"How will you be paying for this, sir?" asked the clerk behind the makeshift counter.
"Credit card," Peabody answered, smiling. Automatically he reached into his trouser pocket and placed the card on the counter.
"Very good, Mr. Gray," the clerk said. "Now, if you can show some other identification..."
He looked at the name on the card, Joshua Gray. But he was Orville Peabody. All of his cards said so. Warily he reached inside his pants pocket again.
Wait a second, he thought. He didn't keep anything inside his trousers pockets. His I.D. was in his jacket. And yet his hand had gone immediately for the card bearing the name of Joshua Gray. His fingers reached around a small booklet.
"That's it," the clerk said, opening up the passport to Peabody's picture. Below it was the name Joshua Gray. Peabody stared at it, uncomprehending. The clerk was motioning somewhere off to the right. "Your plane's boarding now, Mr. Gray." she said. "Have a pleasant trip."
"Thank you," Peabody said, fingering the strange passport and credit card. How had they gotten there? And why was he going to Canada? For a moment he panicked, sweat suddenly popping up on his brow and streaming cold from his armpits.
"Are you all right?" The clerk's face showed alarm.
"Yes, yes." Peabody drew a deep breath and irritably snatched up the identification. The moment of fear passed.

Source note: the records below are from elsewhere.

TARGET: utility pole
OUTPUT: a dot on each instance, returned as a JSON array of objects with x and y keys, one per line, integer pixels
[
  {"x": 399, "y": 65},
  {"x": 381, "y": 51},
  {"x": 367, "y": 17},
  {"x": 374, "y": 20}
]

Whatever had prompted him to use a false card he hadn't known to be in his possession was, he decided, nothing of his choosing. There were greater forces at work in him now, and it was not his place to question them. He was going to St. John's, Newfoundland, because that was where he knew he must go to live out the pulsing, unreachable message in his brain. He was to go there under a false name, because that was what the message had decreed. He knew also that, once in St. John's, he would discard the Joshua Gray passport and credit card and book passage on still another flight under his own name.